Investors pulled over $100 billion from hedge funds in 2016 amid lacklustre performance, according to an eVestment report.

It was a difficult year for most investors with macro managers, who typically invest in bonds as well as currencies, racking up losses in seven out of 12 months, though still ending the year up a modest 1.49 percent, showed data from industry tracker Hedge Fund Research.

The hedge funds at the vanguard of buying government bonds this year are credit-based specialists and macro funds, which express a view on the macroeconomic situation, usually through bonds and currencies.

THE PENDULUM SWINGS

“We think the pendulum now swings the other way ... and hedge funds and other government bond investors are interested in going long bonds now,” said Louis Gargour, chief investment officer at London-based LNG Capital.

“We went long after Trump became president, combined with better than expected data out of Germany and the UK in December and in January,” he said.

Euro zone inflation rose to its highest level in the month of January, up 1.8 percent year-on-year.
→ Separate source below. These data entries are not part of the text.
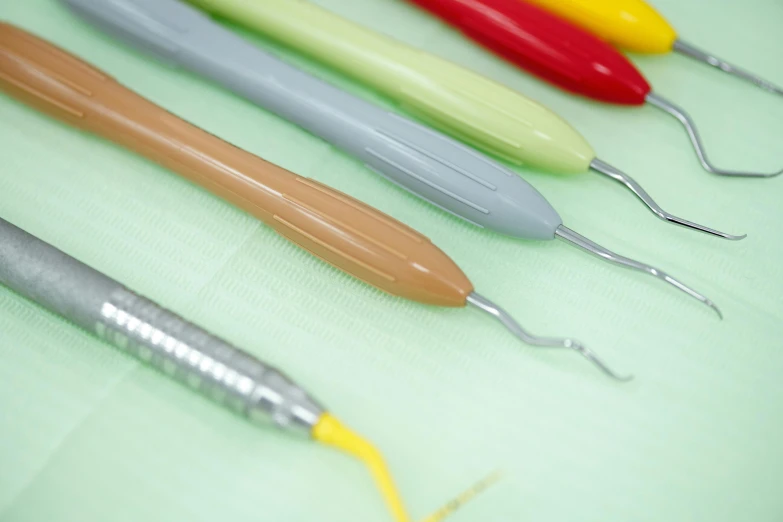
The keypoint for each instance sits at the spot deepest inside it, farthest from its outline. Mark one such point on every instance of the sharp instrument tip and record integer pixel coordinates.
(514, 327)
(616, 174)
(597, 250)
(694, 52)
(698, 146)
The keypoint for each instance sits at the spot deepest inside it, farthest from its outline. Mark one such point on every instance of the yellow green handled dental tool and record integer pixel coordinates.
(451, 98)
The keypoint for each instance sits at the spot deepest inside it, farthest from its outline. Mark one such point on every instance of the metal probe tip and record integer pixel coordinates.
(690, 126)
(694, 52)
(607, 170)
(514, 327)
(585, 244)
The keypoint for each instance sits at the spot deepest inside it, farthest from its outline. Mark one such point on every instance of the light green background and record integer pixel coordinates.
(87, 434)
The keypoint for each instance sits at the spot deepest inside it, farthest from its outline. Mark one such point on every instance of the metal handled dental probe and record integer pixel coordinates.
(157, 337)
(450, 98)
(351, 236)
(566, 56)
(441, 170)
(635, 26)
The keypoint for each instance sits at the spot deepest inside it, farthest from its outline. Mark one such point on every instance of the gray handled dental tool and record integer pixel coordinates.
(155, 336)
(422, 161)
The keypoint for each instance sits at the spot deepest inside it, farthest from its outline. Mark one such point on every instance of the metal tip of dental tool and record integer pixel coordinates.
(693, 52)
(607, 170)
(686, 120)
(501, 315)
(585, 244)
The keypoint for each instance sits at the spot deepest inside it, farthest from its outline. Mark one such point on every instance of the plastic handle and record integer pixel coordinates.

The highest since Feb 2013 and close to the European Central Bank’s target of close to 2 percent.

Not all hedge funds are sold on government bonds.

“We don’t want to buy anything,” said Alberto Gallo, head of macro strategies at Algebris. “We are short and we think that France 10-year will go to 1.5 percent, Italy 10-year will go wider to at least 2.5 percent, Bund 10-year to 0.6- 0.7 percent.”

Said Haidar, founder and CIO at Haidar Capital Management, said government bond sales via syndication may offer short-term tactical opportunities to buy bonds.

New York-based Haidar, which managed $308 million in assets as of Nov. 30, according to its website, bought into France’s inaugural Green bond and Italy’s 15-year and Spain’s 10-year.

“We think this steepening in European bonds is going to continue because people are going to anticipate the end of quantitative easing programmes,” said Haidar.